Professor Ralph Stewart, from Auckland City Hospital, University of Auckland, New Zealand, who led the study, said: “After adjusting for other factors that might affect the results, we found that every one unit increase in the Mediterranean diet score was associated with a seven percent reduction in the risk of heart attacks, strokes or death from cardiovascular or other causes in patients with existing heart disease.”
But this part Dr. Stewart adds is where it gets real interesting…
“In contrast, greater consumption of foods thought be less healthy and more typical of Western diets, was not associated with an increase in these adverse events, which we had not expected.”
So the obvious health-boosting effects of the Mediterranean diet seemed to rise to the top regardless of whether the folks in the study also ate foods from the not-so-healthy Western diet.
Is this proof-positive perhaps that strict adherence to extreme dieting is not necessary to experience better health and reduce your risks of disease and death?
Though this study didn’t delve deeply into details like caloric intake and fats, that’s exactly what is seems to say…
According to Dr. Stewart, “The main message is that some foods — and particularly fruit and vegetables — seem to lower the risk of heart attacks and strokes, and this benefit is not explained by traditional risk factors such as good and bad cholesterol or blood pressure.
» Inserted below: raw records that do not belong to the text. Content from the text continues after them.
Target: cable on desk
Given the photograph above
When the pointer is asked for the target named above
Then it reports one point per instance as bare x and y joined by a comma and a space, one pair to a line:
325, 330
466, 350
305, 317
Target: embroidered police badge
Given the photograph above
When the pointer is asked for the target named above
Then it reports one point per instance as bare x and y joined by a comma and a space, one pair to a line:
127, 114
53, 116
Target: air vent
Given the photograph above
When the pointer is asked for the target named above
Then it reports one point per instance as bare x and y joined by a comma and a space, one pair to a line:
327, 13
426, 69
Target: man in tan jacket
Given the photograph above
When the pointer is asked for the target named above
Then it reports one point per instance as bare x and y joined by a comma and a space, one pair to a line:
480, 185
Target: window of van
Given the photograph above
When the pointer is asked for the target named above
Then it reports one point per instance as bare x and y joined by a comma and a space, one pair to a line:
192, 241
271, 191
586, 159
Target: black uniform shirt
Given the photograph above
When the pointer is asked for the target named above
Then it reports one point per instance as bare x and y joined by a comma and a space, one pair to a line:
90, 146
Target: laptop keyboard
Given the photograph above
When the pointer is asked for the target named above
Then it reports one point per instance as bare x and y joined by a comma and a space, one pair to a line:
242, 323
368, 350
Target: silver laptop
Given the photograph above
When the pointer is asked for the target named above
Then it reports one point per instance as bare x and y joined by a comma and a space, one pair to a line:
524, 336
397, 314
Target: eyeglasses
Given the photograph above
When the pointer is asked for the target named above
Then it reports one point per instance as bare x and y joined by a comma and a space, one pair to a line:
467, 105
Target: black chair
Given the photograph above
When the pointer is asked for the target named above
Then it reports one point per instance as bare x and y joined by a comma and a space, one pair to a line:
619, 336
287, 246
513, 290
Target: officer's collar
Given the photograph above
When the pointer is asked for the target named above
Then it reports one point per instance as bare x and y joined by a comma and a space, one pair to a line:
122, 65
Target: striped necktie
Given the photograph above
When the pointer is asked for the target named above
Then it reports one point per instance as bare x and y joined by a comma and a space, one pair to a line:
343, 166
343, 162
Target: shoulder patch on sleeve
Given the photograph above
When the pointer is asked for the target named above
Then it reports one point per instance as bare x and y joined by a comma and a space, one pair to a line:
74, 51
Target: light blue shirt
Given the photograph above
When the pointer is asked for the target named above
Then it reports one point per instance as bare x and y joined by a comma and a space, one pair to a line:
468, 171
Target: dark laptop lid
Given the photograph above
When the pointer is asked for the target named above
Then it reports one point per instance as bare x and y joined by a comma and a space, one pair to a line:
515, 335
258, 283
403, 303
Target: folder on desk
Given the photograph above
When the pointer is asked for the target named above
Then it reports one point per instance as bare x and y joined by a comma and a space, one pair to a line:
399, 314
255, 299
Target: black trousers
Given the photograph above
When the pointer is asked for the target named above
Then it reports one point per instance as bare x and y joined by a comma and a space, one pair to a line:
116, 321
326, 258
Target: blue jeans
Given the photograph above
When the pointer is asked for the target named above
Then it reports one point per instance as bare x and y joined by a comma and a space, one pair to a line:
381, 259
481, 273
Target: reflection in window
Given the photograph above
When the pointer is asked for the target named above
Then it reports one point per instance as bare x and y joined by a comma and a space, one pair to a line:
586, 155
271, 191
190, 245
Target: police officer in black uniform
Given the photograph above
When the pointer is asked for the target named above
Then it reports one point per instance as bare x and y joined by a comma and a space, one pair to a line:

If you eat more of these foods in preference to others, you may lower your risk. The study found no evidence of harm from modest consumption of foods such as refined carbohydrates, deep fried foods, sugars and deserts. […]”
Those traditional risk factors Dr. Stewart mentions — like cholesterol — are often used as scapegoats and are only one small part of a much bigger picture. It’s becoming more obvious, especially with studies like this, that the conventional medical dietary advice that’s been spouted for years is in much need of an update.